/dataload

A collection of Torch dataset loaders

Primary LanguageLuaBSD 3-Clause "New" or "Revised" LicenseBSD-3-Clause

dataload

local dl = require 'dataload'

A collection of Torch dataset loaders. The library provides the following generic data loader classes :

  • DataLoader : an abstract class inherited by the following classes;
  • TensorLoader : for tensor or nested (i.e. tables of) tensor datasets;
  • ImageClass : for image classification datasets stored in a flat folder structure;
  • AsyncIterator : decorates a DataLoader for asynchronou multi-threaded iteration;
  • SequenceLoader : for sequence datasets like language or time-series;
  • MultiSequence : for shuffled sets of sequence datasets like shuffled sentences;
  • MultiImageSequence : for suffled sets of sequences of input and target images.

The library also provides functions for downloading specific datasets and preparing them using the above loaders :

  • loadMNIST : load the MNIST handwritten digit dataset for image classification;
  • loadCIFAR10 : load the CIFAR10 dataset for image classification;
  • loadImageNet : load the ILSVRC2014 dataset for image classification;
  • loadPTB : load the Penn Tree Bank corpus for language modeling;
  • loadGBW : load the Google Billion Words corpus for language modeling;
  • loadSentiment140 : load the Twitter data for sentiment analysis/classification (sad, happy).

Also, we try to provide some useful preprocessing functions :

DataLoader

dataloader = dl.DataLoader()

An abstract class inherited by all DataLoader instances. It wraps a data set to provide methods for accessing inputs and targets. The data itself may be loaded from disk or memory.

[n] size()

Returns the number of samples in the dataloader.

[size] isize([excludedim])

Returns the size of inputs. When excludedim is 1 (the default), the batch dimension is excluded from size. When inputs is a tensor, the returned size is a table of numbers. When it is a table of tensors, the returned size is a table of table of numbers.

[size] tsize([excludedim])

Returns the size of targets. When excludedim is 1 (the default), the batch dimension is excluded from size. When targets is a tensor, the returned size is a table of numbers. When it is a table of tensors, the returned size is a table of table of numbers.

[inputs, targets] index(indices, [inputs, targets])

Returns inputs and targets containing samples indexed by indices.

So for example :

indices = torch.LongTensor{1,2,3,4,5}
inputs, targets = dataloader:index(indices)

would return a batch of inputs and targets containing samples 1 through 5. When inputs and targets are provided as arguments, they are used as memory buffers for the returned inputs and targets, i.e. their allocated memory is reused.

[inputs, targets] sample(batchsize, [inputs, targets])

Returns inputs and targets containing batchsize random samples.

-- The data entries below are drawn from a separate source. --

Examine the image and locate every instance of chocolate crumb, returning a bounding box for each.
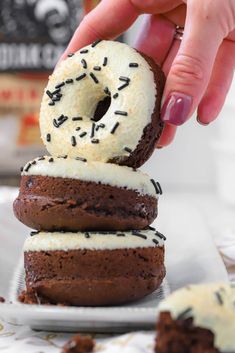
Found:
[46,134,51,142]
[114,110,128,116]
[61,335,95,353]
[90,72,99,83]
[103,56,108,66]
[129,63,139,67]
[79,131,87,137]
[76,74,86,81]
[91,39,102,48]
[65,78,73,83]
[81,59,87,69]
[71,136,77,147]
[55,82,65,88]
[18,289,50,305]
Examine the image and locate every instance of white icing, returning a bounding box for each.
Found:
[159,283,235,352]
[40,41,157,162]
[22,156,159,197]
[24,230,164,252]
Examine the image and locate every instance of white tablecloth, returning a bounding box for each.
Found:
[0,188,235,353]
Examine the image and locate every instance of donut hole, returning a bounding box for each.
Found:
[92,96,111,121]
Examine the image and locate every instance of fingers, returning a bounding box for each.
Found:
[156,40,180,148]
[131,0,182,14]
[62,0,140,59]
[197,40,235,125]
[162,3,223,125]
[135,15,175,65]
[156,124,177,148]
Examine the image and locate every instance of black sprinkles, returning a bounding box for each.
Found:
[46,40,154,168]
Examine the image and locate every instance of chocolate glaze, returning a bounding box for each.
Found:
[24,247,165,306]
[14,176,157,231]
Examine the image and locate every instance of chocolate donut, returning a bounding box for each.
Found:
[40,40,165,168]
[14,156,162,231]
[155,283,235,353]
[24,230,165,306]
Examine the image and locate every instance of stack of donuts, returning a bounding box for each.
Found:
[14,41,165,306]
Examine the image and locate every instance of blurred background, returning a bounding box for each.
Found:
[0,0,235,295]
[0,0,235,203]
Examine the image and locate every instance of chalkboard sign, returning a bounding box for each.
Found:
[0,0,84,72]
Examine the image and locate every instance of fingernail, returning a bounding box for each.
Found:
[161,92,193,125]
[196,115,210,126]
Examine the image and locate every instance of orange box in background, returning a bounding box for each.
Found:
[0,0,99,176]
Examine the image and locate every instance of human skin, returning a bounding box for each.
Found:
[58,0,235,147]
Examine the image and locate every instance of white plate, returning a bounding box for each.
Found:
[1,260,169,332]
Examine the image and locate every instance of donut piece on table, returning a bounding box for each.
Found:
[155,283,235,353]
[40,40,165,168]
[14,156,162,231]
[24,230,165,306]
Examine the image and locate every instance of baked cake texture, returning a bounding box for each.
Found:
[14,156,162,231]
[24,229,165,306]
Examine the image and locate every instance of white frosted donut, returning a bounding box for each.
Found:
[159,283,235,352]
[40,41,162,166]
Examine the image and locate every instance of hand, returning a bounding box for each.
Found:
[62,0,235,147]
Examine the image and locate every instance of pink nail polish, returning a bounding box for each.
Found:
[161,92,193,126]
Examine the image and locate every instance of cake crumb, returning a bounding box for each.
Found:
[61,335,95,353]
[18,289,50,304]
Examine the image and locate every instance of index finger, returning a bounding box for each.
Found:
[61,0,140,59]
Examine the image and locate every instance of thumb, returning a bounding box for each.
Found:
[161,0,224,125]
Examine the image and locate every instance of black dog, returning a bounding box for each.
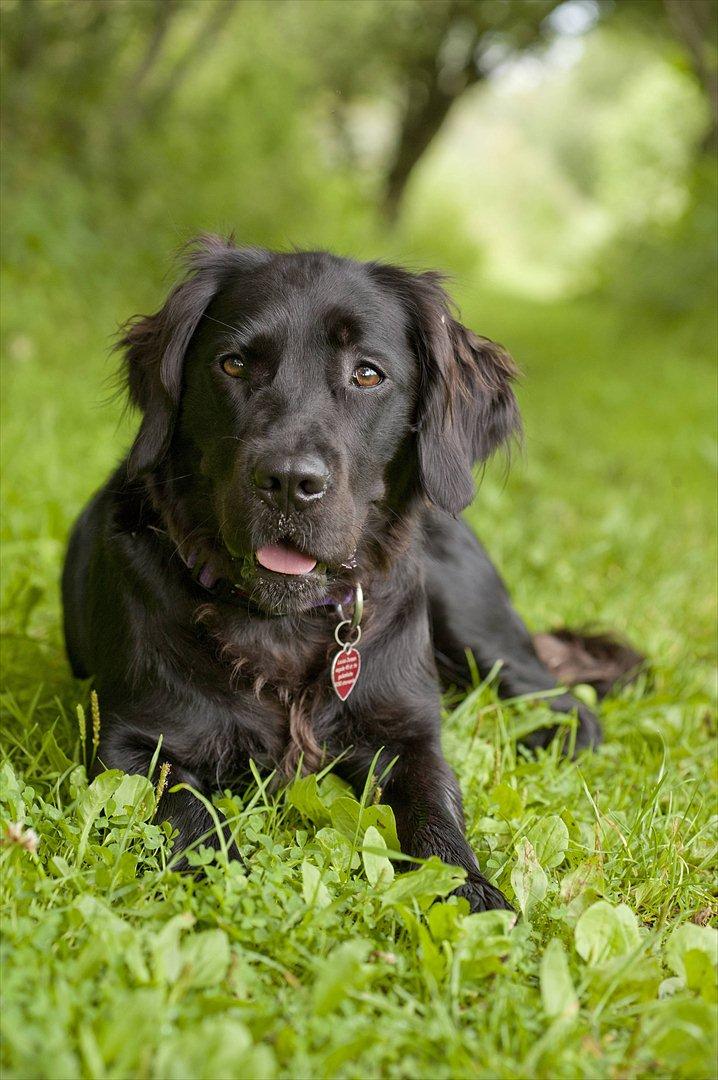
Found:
[63,239,634,910]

This method is equivalent to :

indices = torch.LongTensor(batchsize):random(1,dataloader:size())
inputs, targets = dataloader:index(indices)

[inputs, targets] sub(start, stop, [inputs, targets])

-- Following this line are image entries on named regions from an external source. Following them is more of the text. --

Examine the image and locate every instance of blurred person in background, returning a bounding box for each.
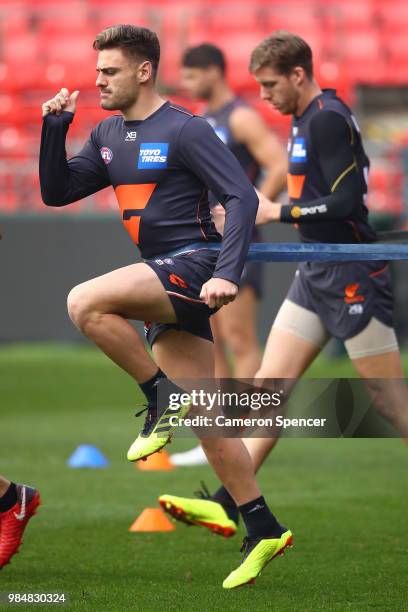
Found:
[40,24,293,589]
[159,31,408,526]
[172,43,287,465]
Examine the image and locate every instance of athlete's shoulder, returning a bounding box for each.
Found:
[92,115,123,136]
[167,102,196,125]
[317,89,351,117]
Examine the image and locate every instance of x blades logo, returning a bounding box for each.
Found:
[137,142,169,170]
[125,132,137,142]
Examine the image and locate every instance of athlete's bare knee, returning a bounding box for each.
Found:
[67,283,100,331]
[226,324,257,357]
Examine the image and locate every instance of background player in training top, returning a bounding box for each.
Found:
[160,31,408,536]
[172,43,287,465]
[40,25,292,588]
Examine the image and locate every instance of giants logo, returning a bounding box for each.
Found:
[344,283,365,304]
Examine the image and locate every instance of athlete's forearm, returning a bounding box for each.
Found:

Returns inputs and targets containing stop-start+1 samples between start and stop. This method is equivalent to :

indices = torch.LongTensor():range(start, stop)
inputs, targets = dataloader:index(indices)

shuffle()

Internally shuffles the inputs and targets. Note that not all subclasses support this method.

[ds1, ds2] split(ratio)

Splits the dataloader into two new DataLoader instances where ds1 contains the first math.floor(ratio x dataloader:size()) samples, and ds2 contains the remainder. Useful for splitting a training set into a new training set and validation set.

[iterator] subiter([batchsize, epochsize, ...])

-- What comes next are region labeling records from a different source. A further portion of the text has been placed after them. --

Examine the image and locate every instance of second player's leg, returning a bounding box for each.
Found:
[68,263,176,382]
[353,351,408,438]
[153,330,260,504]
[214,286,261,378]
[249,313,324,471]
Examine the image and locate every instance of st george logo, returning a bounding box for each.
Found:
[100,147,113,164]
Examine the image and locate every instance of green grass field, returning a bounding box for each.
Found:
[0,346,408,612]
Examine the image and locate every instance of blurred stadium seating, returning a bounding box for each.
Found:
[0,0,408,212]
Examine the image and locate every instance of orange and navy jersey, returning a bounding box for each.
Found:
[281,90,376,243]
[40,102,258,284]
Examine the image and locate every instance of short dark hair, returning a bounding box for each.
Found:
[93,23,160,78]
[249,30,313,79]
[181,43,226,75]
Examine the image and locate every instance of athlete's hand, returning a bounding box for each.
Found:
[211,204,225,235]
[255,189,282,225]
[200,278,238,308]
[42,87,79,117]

Returns an iterator over a validation and test sets. Each iteration returns 3 values :

  • k : the number of samples processed so far. Each iteration returns a maximum of batchsize samples.
  • inputs : a tensor (or nested table thereof) containing a maximum of batchsize inputs.
  • targets : a tensor (or nested table thereof) containing targets for the commensurate inputs.

The iterator will return batches of inputs and targets of size at most batchsize until epochsize samples have been returned.

Note that the default implementation of this iterator is to call sub for each batch. Sub-classes may over-write this behavior.

Example :

local dl = require 'dataload'

inputs, targets = torch.range(1,5), torch.range(1,5)
dataloader = dl.TensorLoader(inputs, targets)

local i = 0
for k, inputs, targets in dataloader:subiter(2,6) do
   i = i + 1
   print(string.format("batch %d, nsampled = %d", i, k))
   print(string.format("inputs:\n%stargets:\n%s", inputs, targets))
end

Output :

batch 1, nsampled = 2	
inputs:
 1
 2
[torch.DoubleTensor of size 2]
targets:
 1
 2
[torch.DoubleTensor of size 2]
	
batch 2, nsampled = 4	
inputs:
 3
 4
[torch.DoubleTensor of size 2]
targets:
 3
 4
[torch.DoubleTensor of size 2]
	
batch 3, nsampled = 5	
inputs:
 5
[torch.DoubleTensor of size 1]
targets:
 5
[torch.DoubleTensor of size 1]
	
batch 4, nsampled = 6	
inputs:
 1
[torch.DoubleTensor of size 1]
targets:
 1
[torch.DoubleTensor of size 1]

Note how the last two batches are of size 1 while those before are of size batchsize = 2. The reason for this is that the dataloader only has 5 samples.
So the last batch is split between the last sample and the first.

[iterator] sampleiter([batchsize, epochsize, ...])

Returns an iterator over a training set. Each iteration returns 3 values :

  • k : the number of samples processed so far. Each iteration returns a maximum of batchsize samples.
  • inputs : a tensor (or nested table thereof) containing a maximum of batchsize inputs.
  • targets : a tensor (or nested table thereof) containing targets for the commensurate inputs.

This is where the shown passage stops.